By Connor D. Wolf | Tuesday, January 15, 2019

On Tuesday at his confirmation hearings on Capitol Hill, attorney general nominee William Barr made clear his firm commitment to stopping illegal immigration into this country.

“The department will continue to prioritize on enforcing and improving our immigration laws,” Barr said in his opening statement.

“As a nation, we have the most liberal and expansive immigration laws in the world. Legal immigration has historically been a huge benefit to our nation. However, as we open our front door and try to admit people in an orderly way, we cannot allow others to flout our legal system by crashing in through the backdoor.”

President Donald Trump nominated Barr to become his next attorney general on December 7.

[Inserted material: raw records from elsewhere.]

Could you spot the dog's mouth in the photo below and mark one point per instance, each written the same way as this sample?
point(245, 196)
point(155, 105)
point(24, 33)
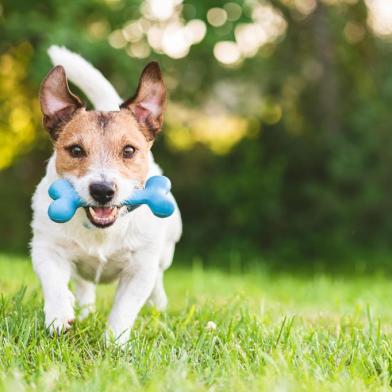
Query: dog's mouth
point(102, 216)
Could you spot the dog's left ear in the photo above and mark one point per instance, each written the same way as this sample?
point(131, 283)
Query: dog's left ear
point(148, 104)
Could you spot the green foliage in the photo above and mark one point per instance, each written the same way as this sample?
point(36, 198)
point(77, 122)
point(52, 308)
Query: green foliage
point(270, 333)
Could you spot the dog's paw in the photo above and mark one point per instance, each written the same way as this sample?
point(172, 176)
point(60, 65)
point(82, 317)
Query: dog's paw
point(158, 301)
point(118, 340)
point(59, 316)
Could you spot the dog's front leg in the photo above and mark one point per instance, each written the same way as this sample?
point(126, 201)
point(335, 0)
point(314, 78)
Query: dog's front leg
point(54, 272)
point(135, 287)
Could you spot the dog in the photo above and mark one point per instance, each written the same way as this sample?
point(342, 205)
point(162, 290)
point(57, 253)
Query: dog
point(105, 154)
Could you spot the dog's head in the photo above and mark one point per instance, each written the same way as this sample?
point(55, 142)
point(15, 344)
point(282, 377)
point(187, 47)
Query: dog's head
point(104, 154)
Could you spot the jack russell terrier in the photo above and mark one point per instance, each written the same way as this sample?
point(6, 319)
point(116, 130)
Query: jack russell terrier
point(105, 154)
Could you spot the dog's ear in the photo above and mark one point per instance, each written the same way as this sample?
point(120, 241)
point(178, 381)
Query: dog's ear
point(58, 104)
point(148, 104)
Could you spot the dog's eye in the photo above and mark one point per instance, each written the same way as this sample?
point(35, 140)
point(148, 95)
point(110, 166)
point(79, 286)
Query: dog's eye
point(128, 151)
point(76, 151)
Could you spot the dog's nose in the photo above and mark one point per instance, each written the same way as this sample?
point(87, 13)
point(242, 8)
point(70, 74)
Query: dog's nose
point(102, 192)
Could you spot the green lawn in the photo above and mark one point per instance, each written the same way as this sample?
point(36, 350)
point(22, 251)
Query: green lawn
point(273, 332)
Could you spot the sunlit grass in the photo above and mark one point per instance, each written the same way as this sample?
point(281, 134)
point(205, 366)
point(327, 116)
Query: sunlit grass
point(273, 332)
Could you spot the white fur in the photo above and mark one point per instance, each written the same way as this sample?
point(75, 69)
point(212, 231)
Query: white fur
point(135, 250)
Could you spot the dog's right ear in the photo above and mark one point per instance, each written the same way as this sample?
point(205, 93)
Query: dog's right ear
point(58, 104)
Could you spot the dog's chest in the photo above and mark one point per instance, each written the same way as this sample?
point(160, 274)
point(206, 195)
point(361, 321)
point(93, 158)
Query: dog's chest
point(97, 269)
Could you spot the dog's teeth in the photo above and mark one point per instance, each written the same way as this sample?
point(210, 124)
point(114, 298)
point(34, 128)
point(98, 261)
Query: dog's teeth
point(92, 212)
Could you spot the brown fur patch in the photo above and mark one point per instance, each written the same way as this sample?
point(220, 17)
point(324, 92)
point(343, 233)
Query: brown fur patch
point(148, 103)
point(103, 135)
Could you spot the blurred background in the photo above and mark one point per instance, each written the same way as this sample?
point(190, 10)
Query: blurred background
point(278, 132)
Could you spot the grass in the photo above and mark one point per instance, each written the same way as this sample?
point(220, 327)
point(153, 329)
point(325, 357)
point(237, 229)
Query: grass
point(273, 333)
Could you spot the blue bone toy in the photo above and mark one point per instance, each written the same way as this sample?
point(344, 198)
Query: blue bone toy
point(67, 201)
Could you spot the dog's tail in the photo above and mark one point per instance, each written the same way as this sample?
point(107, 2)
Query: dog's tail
point(97, 88)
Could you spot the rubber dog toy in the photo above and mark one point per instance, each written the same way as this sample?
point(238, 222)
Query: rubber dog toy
point(67, 201)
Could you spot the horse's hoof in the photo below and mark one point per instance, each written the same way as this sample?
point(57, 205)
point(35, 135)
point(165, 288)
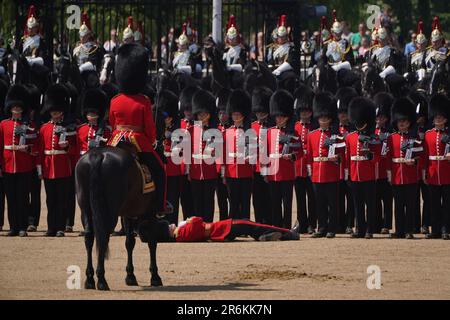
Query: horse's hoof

The president has also been at the center of an ongoing political battle on border security. He has been fighting to secure $5.7 billion to fund a wall along the southern border.

But the dispute over the wall led to a partial government shutdown on December 22.

“In order to assure our immigration system works properly, we must secure our nation’s borders,” Barr said Tuesday. “And we must assure our laws allow us to process, hold and remove those who unlawfully enter.”

Barr also listed violent crime, building upon criminal justice reform, and protecting voting rights as priories as well.

He previously served in the role for a few years under former President George H. W. Bush. The Democrat-controlled Senate at the time confirmed him by voice vote just 36 days after he was nominated.

Trump has long promised to build a security wall along the southern border as part of his crackdown on illegal immigration.

Yet Senate Minority Leader Chuck Schumer (D-N.Y.) and Speaker of the House Nancy Pelosi (D-Calif.) have adamantly opposed the plan. Schumer has only offered to provide $1.3 billion that cannot go toward the border wall.

Trump and congressional leaders from both parties have continued discussions to overcome the shutdown stalemate. They held numerous meetings since the partial shutdown began, but with little progress.

Trump has repeatedly reaffirmed his commitment to funding the border wall since the shutdown started.

House Democrats have made a few attempts of their own to end the shutdown. They passed two bills intended to fund most of the government while leaving room to debate border security. They later announced a plan to pass four separate appropriations bills — but without border wall funding, they are unlikely to get far.

Trump had warned he won’t sign anymore spending bills until he gets funding for his border wall. Senate Majority Leader Mitch McConnell (R-Ky.) said he wouldn’t bring up any bills the president wouldn’t sign.

Pelosi has argued that the Republicans should support the plan because it’s based on legislation they approved earlier.